# Hatchet



## shdybrady19 (May 29, 2009)

Do you yall have a company to recommend for a good hatchet to go backpacking with? One made out of good quality steel so it holds his edge well. One about 18" or so. I know there are a good bit of tactical tomahawks. But I want something a bit more cutting edge and a thicker wedge. Any suggestions?


----------



## CRP5 (May 29, 2009)

I have several Wetterlings that have been great hatchets.  You can go high end with a Gransfor Bruks, but IMO the Wetterlings are just as good.  Best of luck...


----------



## mello_collins (May 31, 2009)

fiskers are not bad


----------



## Nicodemus (May 31, 2009)

I prefer a custom blacksmith made `hawk, myself.


----------



## dawg2 (May 31, 2009)

Estwing.

I have one and it is great.  Pretty hard to destroy and it's small.

http://www.amazon.com/Estwing-E24A-Sportsmans-Hatchet-Handle/dp/B0002JT0BO


----------



## shdybrady19 (Jun 1, 2009)

i have always seen estwing as kind of lower grade. Im not sure why. I guess its just because i see it everytime i go to home depot. I like the wetterlings. But they have a i believe a 13in one and then that have a mid 20 inch axe. I am looking for something about the 18 inch mark. Something where i can cut down a small tree with ease but also easy enough to carry on my hip.


----------



## Cornelia_Hiker (Jun 1, 2009)

dawg2 said:


> Estwing.
> 
> I have one and it is great.  Pretty hard to destroy and it's small.
> 
> http://www.amazon.com/Estwing-E24A-Sportsmans-Hatchet-Handle/dp/B0002JT0BO



Estwing is THE NAME in hatchets and specialty hammers ect...  available at most good hardware stores. Might even score a deal on ebay.


----------



## SmokyMtnSmoke (Jun 1, 2009)

From my experiences, Estwings are soft, but YMMV! 
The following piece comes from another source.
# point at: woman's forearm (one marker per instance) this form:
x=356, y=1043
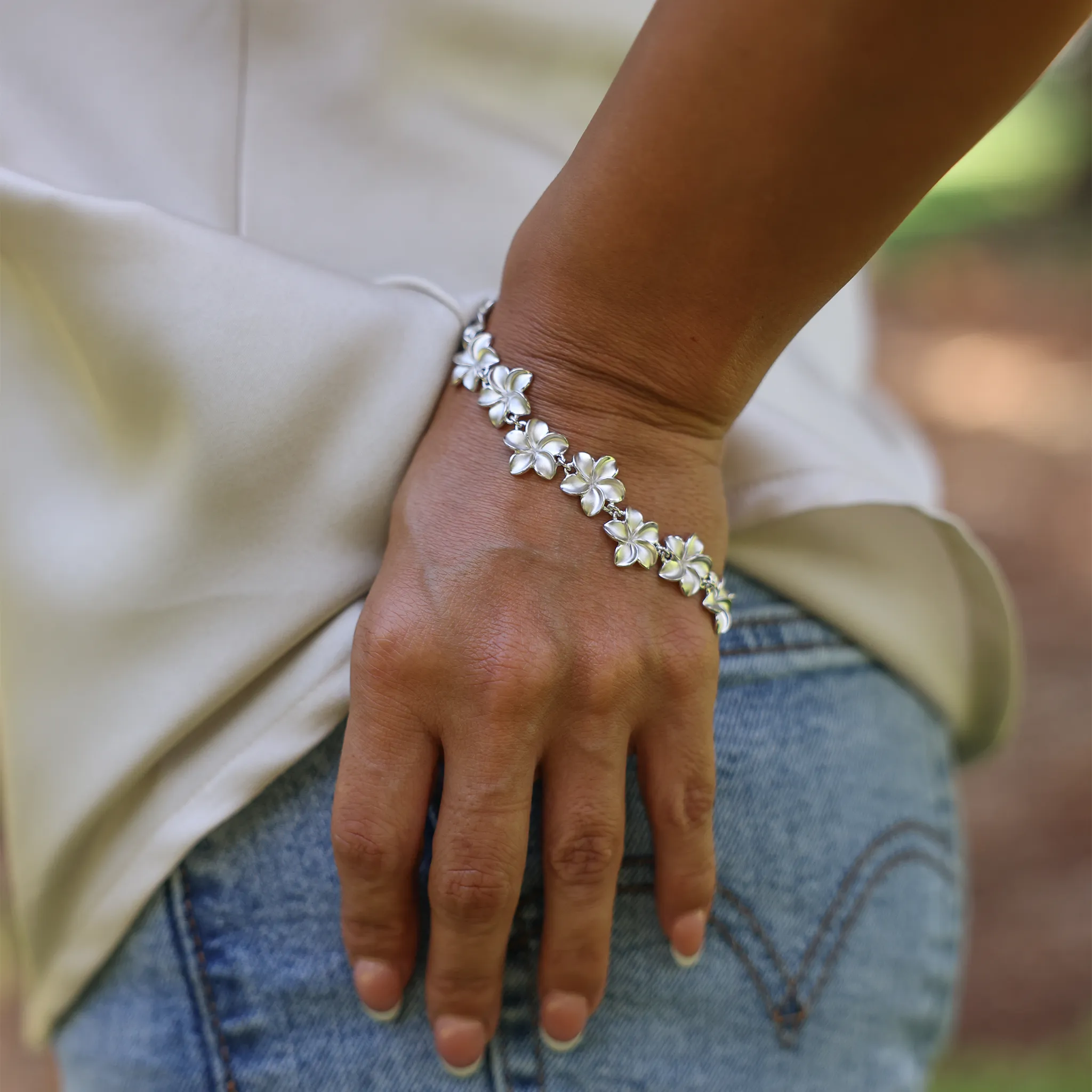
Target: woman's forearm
x=748, y=158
Although I like to have a hatchet in the woods, I find a good folding pruning saw is usually many times easier to cut down small trees and limbs and keep one in my pack at all times to accompany my hatchet.
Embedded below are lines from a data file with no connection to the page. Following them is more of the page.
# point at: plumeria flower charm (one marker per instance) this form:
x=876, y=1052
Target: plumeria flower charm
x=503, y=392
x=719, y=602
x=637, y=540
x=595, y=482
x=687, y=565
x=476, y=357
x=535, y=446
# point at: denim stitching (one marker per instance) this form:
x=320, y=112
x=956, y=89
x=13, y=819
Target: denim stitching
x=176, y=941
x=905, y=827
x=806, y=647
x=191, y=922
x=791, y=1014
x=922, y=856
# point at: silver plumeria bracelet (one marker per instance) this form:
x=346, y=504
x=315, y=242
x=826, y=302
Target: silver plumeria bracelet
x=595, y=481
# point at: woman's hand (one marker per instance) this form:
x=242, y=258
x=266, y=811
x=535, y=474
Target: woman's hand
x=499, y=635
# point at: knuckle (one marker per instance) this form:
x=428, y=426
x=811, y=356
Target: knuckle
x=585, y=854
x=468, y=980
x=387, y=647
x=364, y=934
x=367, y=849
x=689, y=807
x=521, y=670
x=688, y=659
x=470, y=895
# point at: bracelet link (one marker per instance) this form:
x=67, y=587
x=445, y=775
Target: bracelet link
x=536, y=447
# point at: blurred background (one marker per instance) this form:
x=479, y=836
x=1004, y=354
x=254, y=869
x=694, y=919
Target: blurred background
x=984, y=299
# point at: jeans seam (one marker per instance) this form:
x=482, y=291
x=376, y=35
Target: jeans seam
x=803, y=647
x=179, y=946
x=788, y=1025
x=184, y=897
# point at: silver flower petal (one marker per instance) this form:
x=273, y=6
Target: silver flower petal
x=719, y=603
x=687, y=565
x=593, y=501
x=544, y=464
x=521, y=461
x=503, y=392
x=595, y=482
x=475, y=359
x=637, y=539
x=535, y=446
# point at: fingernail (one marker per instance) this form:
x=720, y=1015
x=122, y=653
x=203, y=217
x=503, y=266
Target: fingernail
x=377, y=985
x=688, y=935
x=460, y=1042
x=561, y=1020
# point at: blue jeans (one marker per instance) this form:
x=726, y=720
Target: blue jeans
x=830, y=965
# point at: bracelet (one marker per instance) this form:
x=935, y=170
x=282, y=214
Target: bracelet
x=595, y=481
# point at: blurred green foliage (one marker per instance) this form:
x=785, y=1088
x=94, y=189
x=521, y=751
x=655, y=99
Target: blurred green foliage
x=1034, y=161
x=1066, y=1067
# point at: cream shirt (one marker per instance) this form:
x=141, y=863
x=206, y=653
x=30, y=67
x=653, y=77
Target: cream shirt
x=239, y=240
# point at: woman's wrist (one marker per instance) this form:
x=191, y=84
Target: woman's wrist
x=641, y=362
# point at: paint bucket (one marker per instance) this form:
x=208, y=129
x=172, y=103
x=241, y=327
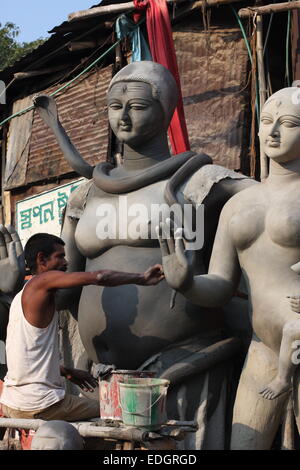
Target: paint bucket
x=109, y=391
x=143, y=402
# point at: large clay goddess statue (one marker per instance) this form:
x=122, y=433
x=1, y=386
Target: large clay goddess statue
x=259, y=235
x=129, y=325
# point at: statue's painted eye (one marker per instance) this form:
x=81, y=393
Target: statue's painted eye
x=138, y=106
x=115, y=106
x=288, y=123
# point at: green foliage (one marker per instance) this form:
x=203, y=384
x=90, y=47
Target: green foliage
x=10, y=49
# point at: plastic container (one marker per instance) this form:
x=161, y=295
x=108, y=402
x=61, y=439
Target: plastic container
x=143, y=402
x=109, y=391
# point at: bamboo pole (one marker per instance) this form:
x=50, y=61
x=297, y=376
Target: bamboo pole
x=85, y=429
x=262, y=87
x=122, y=7
x=265, y=10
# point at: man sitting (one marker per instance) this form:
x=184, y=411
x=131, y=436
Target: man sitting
x=32, y=386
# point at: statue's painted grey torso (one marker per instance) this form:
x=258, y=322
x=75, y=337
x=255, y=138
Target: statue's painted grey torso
x=265, y=229
x=124, y=325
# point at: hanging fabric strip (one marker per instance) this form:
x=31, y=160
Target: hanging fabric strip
x=163, y=51
x=126, y=27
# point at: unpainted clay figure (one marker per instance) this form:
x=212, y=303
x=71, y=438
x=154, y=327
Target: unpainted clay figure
x=290, y=341
x=129, y=326
x=259, y=235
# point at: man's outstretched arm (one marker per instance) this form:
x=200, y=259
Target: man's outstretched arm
x=52, y=280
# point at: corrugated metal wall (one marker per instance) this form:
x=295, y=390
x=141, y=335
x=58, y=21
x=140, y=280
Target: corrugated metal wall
x=213, y=69
x=214, y=72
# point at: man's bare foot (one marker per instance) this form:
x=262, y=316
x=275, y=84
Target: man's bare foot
x=275, y=388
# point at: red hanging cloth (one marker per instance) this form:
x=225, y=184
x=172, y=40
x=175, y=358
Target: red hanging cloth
x=163, y=52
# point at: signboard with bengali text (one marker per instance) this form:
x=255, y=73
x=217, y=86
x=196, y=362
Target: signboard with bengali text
x=43, y=212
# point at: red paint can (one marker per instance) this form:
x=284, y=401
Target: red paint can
x=109, y=391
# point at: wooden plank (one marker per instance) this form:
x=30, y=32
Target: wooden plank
x=267, y=9
x=122, y=7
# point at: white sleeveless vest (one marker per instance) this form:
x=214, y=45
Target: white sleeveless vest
x=33, y=380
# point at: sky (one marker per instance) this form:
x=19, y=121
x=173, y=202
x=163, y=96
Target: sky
x=36, y=17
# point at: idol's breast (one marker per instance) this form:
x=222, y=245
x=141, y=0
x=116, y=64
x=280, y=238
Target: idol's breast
x=125, y=325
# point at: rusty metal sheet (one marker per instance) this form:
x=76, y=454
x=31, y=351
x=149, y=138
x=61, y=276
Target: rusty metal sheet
x=18, y=145
x=82, y=111
x=214, y=72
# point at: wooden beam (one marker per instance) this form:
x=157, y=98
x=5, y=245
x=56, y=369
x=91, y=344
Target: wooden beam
x=81, y=45
x=267, y=9
x=262, y=88
x=35, y=73
x=122, y=7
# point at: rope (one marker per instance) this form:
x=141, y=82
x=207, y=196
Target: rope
x=66, y=85
x=287, y=55
x=249, y=54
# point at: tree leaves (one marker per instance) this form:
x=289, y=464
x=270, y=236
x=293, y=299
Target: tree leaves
x=10, y=49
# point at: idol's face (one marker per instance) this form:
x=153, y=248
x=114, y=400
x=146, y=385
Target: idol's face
x=279, y=130
x=134, y=115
Here's a perfect fit and priced right (at the moment)
With good Swedish steel.

http://cgi.ebay.com/caming-camp-Swe...5|66:2|65:12|39:1|240:1318|301:1|293:1|294:50

To me tho Wetterlings are the best...

http://www.888knivesrus.com/category/allbrands.wetterlingsaxe/


----------



## shdybrady19 (Jun 1, 2009)

I tihnk i decided to get a wetterlings. that website you provided a wider line then what i could find. They have a 19 inch on I am going to buy. Also found an awesome sharpening tool there. I am almost ready for my week long back packing trip


----------



## Bobby Jackson (Jun 1, 2009)

I agree with Smokey,there has got to be a better way.
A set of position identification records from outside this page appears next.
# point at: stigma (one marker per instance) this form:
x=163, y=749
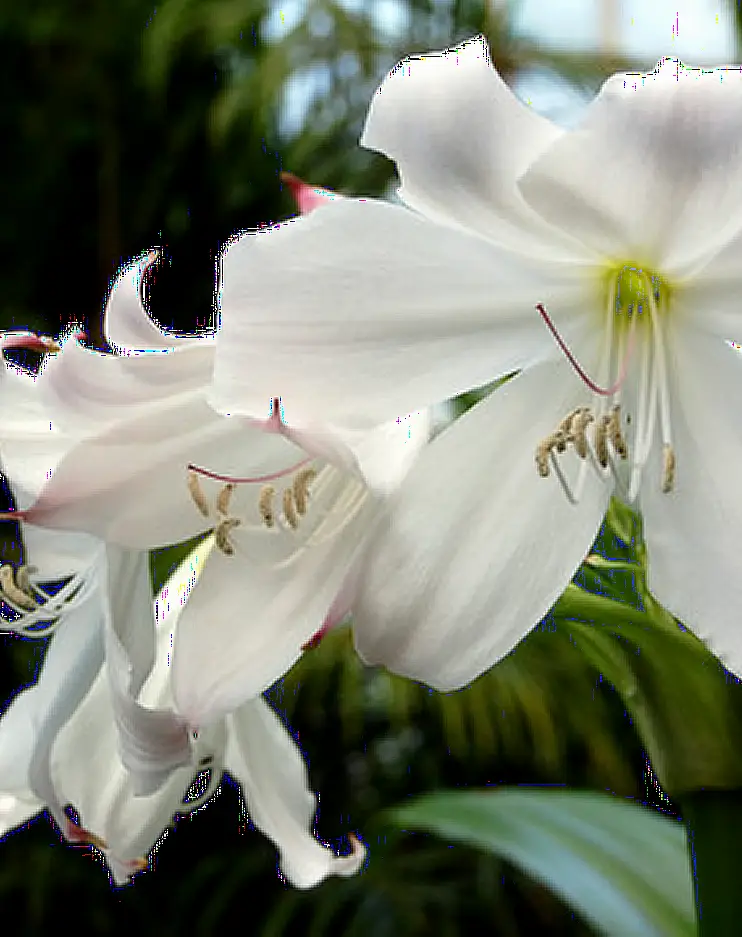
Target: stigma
x=605, y=441
x=31, y=609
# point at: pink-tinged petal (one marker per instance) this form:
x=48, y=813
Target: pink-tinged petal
x=307, y=197
x=87, y=390
x=643, y=176
x=460, y=139
x=263, y=758
x=128, y=327
x=29, y=341
x=474, y=547
x=129, y=485
x=244, y=625
x=33, y=721
x=364, y=311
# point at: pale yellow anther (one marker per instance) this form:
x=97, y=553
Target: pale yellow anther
x=265, y=505
x=578, y=431
x=197, y=494
x=668, y=468
x=566, y=424
x=10, y=589
x=224, y=497
x=601, y=440
x=222, y=532
x=23, y=579
x=303, y=480
x=289, y=509
x=614, y=431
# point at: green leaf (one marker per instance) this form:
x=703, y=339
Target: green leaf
x=624, y=868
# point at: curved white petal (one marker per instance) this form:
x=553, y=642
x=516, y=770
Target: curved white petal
x=245, y=624
x=708, y=299
x=130, y=483
x=460, y=139
x=652, y=174
x=263, y=758
x=364, y=311
x=126, y=324
x=692, y=533
x=32, y=722
x=474, y=548
x=81, y=385
x=15, y=811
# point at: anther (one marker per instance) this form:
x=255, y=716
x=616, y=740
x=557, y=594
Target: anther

Last time i chopped,chopped,on my knees with a little short handled hatchet and i chopped,chopped with the hatchet, i finally got done and i gave it away(after i caught my breath) and bought a small AXE.


----------



## shdybrady19 (Jun 1, 2009)

well I guess what I am actually buying is a small axe. Its a 19inch axe. And really Im not going to be cutting down too many trees. Just more of getting fire wood. Cutting braches off. Little stuff like that. I have a knife if i need to cut anything.


----------



## huntingonthefly (Jun 1, 2009)

I use a 18" Ontario Machete for all my trail chopping, pruning limbs and cutting down small trees. Thicker and better grade steel than most flimsy Wally World teeth jarring ''rubberbands.'' I cleared an entire acre once of thick underbrush, mostly ironwood trees-some of which were bigger as your calf at the base. Also a couple of hickories in that size range too. Still using it and it never has been sharpened. Around $30.00- well worth the money. If you are in the woods a lot, you need one. Got tired of hacking with an axe years ago. But then again, I never had a quality one either. If I bought an axe it would definitely be a small axe or tomahawk made like they had in the ''old days.'' I was at the Chewah Park frontier days thing and Nicodemus and dem ole boys had some that had a heckuva edge- seen 'em throwing 'em and sticking in those wood blocks like it was butter. Try sticking most of dem unbalanced mass manufactured cheapos into something hard. They won't even stick in the dirt- just roll along it, lol!


----------



## dawg2 (Jun 1, 2009)

SmokyMtnSmoke said:


> From my experiences, Estwings are soft, but YMMV!
> 
> Although I like to have a hatchet in the woods, I find a good folding pruning saw is usually many times easier to cut down small trees and limbs and keep one in my pack at all times to accompany my hatchet.
> 
> ...



I'll try a Wetterling AFTER I break my Eastwing


----------



## bearpugh (Jun 2, 2009)

gerber, but they have plastic handles.


----------



## shdybrady19 (Jun 2, 2009)

What about cold steel's bush axe?
http://www.coldsteel.com/trailboss.html

Would 1055 carbon steel be a metal for an axe.


----------



## sharpeblades (Jun 2, 2009)

*Ax*

I have the hunter model Gransfor Burks ax and have been useing it for 15 years and still going strong .I think they are the best made . I also have the larger eastwing ax that stays on the the 4-wheeler and have been using it for over ten years .It is a super ax also and all steel.


----------